While none of these four dogmas denote the divinity of Mary, there is a tendency in Catholicism to focus on Mary at the expense of Jesus.
Some Catholic traditions emphasise Mary as mediatrix – interceding for our salvation. Catholics maintain that Jesus is the only mediator between God and man, reconciling us to God through his death and resurrection, however they find a secondary mediating role for Mary. Just as Protestants ask for others alive to intercede for them, so the Catholic tradition teaches that Mary – alongside the communion of saints – is an intercessor. While Catholics maintain that there is no infringement on the doctrine that salvation is through Christ alone, Protestant thinkers have seen this as a point where Catholic thought on Mary moves into idolatry.
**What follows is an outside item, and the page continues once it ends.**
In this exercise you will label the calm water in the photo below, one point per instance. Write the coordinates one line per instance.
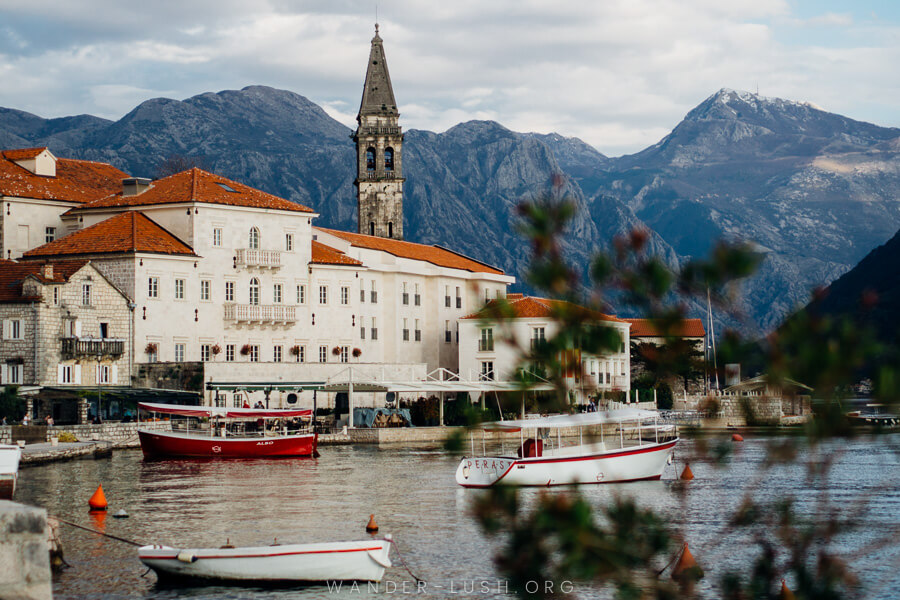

We need to un-muddy the waters between the high admiration of the grace of God seen on a human being, and worship of another creature.
The answer, however, is not found by abandoning Mary altogether: evangelicals need to develop a positive view of Mary, based on the Bible alone. As New Testament Scholar Scot McKnight pointed out, we know more about Mary than almost any other character in the New Testament, apart from Jesus, Peter, Paul and John:
“Think about it: we know her husband, Joseph; we know Mary’s relatives, Zechariah and Elizabeth; we know a song she sang called Magnificat; we know she traveled from Galilee to the hill country and from Galilee to Bethlehem; we know she and Joseph dedicated their baby boy Jesus in the temple; we know they visited the temple with Jesus when he was twelve; we know she at least considered Jesus capable of rectifying a lack of wine at a wedding in Cana; we know she walked from Nazareth down to Capernaum with her children in tow to visit with Jesus; we know she was at the crucifixion of Jesus in Jerusalem; we know she was with the first Christians in Jerusalem in Acts 1; we know at least one of her sons — James — became a major church leader; it is likely that she became central to the cosmic story of redemption (Revelation 12).”
Through Mary, Jesus belongs to the human race, and there is much to be learned from her. As reformed Protestant theologian, Karl Barth, said, Mary is “full of grace”, but this grace is not earned but totally given to her. Her sinlessness is not found in the Bible and is a matter of Catholic Church tradition.
She is an example of a woman of courage, who said yes to God’s call on her life at a young age. Honour can be bestowed on her, not through elevating her ontologically, but by recognising that as a human predisposed to sin, she chose to say yes to God’s call, despite knowing her choice would lead to suffering. Consequently, she is the mother of God. She is an example of how God uses those who are willing.
Mary’s life in the New Testament does not point to her special status, but to her Son’s. From Mary’s song through to her at the cross and with the earliest believers in Jerusalem, she pointed to Jesus. Her mission was ever to witness to the glory of her son, not to rob him of it.